Wednesday, October 08, 2008

More Questions Than Answers

Amidst the awful and not-so-awful questions posed at Tuesday night's presidential debate in Nashville was this extraordinarily broad one from Tom Brokaw:

The three -- health care, energy, and entitlement reform: Social Security and Medicare. In what order would you put them in terms of priorities?

The question did bring this implicit admission from John McCain that he expects to cut Social Security and Medicare: "My friends, we are not going to be able to provide the same benefit for present-day workers that we are going -- that present-day retirees have today." A moment later the Repub nominee would comment, apparently about nothing in particular "My friends, some of this $700 billion ends up in the hands of terrorist organizations."

Barack Obama's response, if incomplete, at least was clearer.
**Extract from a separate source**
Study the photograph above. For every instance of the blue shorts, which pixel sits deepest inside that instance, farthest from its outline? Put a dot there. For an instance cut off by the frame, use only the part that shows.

His first priority (among the three raised) would be energy, he said, in part because of the threat to national security; the second, health care, which he noted "is making our businesses less competitive"; and the third, education.

Given that the format permitted no follow-up, the question proved to be a waste of time. We had one candidate apparently wanting to cut an extremely popular and successful government program, largely responsible for drastically cutting over the decades the rate of poverty among elderly people; the other candidate, skirting the issue of entitlement reform and substituting "education" as a priority.

The problem was hardly minimized with Brokaw's comment, offered as a postscript to this segment, "All right, gentlemen, I want to just remind you one more time about time. We're going to have a larger deficit than the federal government does if we don't get this under control here before too long." Recognition that the Bush tax cuts for the wealthy, which John McCain has advocated making permanent, play a far larger role in the deficit would have been more accurate- but not the "balanced" perspective that the mainstream media is fond of peddling.